The land of Ireland lay empty after Parthalon’s passing for thirty years before another group of people arrived, led by Nemed, who was a distant relative of Parthalon’s. These people made huge change to the landscape clearing twelve plains and firmly marking their presence on the land. Nemed had set out with thirty four ships, each crewed by thirty over a year previously.
Near the start of their voyage, the Nemedians came upon a tower of gold jutting up out of the sea, covered by sea water at high tide and laid bare by the sun’s rays at a low ebb, they were inflamed by greed at the sight of it and assaulted the Tower of Gold. So intent were the Nemedians in taking the tower they did not notice as the sea began to rise around them sweeping their boats away and through their greed and inattention all but one ship was lost and most of Nemed’s men were drowned. he managed to get all of the women on to the remaining ship however and arrived in Ireland with his four sons and a good host. When they arrived four new lakes burst forth as a sign of their welcome. Nemed’s wife, Macha, was the first of his company to die in Ireland and was buried in a place called Ard Macha, after her. Nemed and his people had to fight against the Formorians just as Parthalon had but these were not bloodless, magical battles. The Nemedians fought fiercely and slaughtered two great Formorian kings, Gann and Sengannn. The Formorians were so enraged by this that they attacked the Nemedians on two later occasions and though Nemed and his people won both battles, the losses were heavy and the hatred on both sides only grew.

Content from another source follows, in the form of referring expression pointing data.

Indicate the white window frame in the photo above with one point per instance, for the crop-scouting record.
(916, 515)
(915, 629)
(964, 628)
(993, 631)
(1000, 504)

As well as the great work of clearing twelve plains, the Nemedians’ built two royal forts, setting in place foundations and structures that were vital for the enduring wellbeing of the people. One fort was built by Nemed’s people and the other by four Formorian brothers who dug the whole royal fort in one day but before the sun rose the next day, Nemed killed the four brothers so that they would not improve upon the fort that they had built for him.
Nemed’s people thrived in Ireland for many years but a plague came upon them and killed two thousand of their number with Nemed himself among the dead. The Formorians saw their chance to strike at the Nemedians while they were weakened by this tragedy and took over Ireland making it a vassal state and imposing huge taxes on the people. Two thirds of their corn, their milk and their children had to be delivered every year on Samhain to the Formorians, who were led by two kings, Morc and Conand. The anger and sorrow grew in the hearts of the Nemedians until they could bear it no longer and gathered together to attack the Formorians. With thirty thousand at sea and thirty thousand in ships they assaulted the Tower of Conand on Tory Island and took it by force. But Morc arrived with reinforcements and the magic of the Formorians caused the sea to rise. Distracted by their battle fury the Nemedians did not notice the water rising and almost all of them were swept away and drowned. A few survivors managed to escape on the last ship. They split up going their separate ways. A few returned to Ireland but the plague finished them off. Though the women lived on a few decades longer than the men. A small group of them went into the north of the World where they found great wonders. A second group led by Nemed’s son, Fergus Redside and his son, Britton Wayle went to Scotland and Britton Waye faired so well there, that the whole island was named after him. The final group, led by Nemed’s grandson, Simeon, went to Greece where they were captured and enslaved, living under great hardship for many years.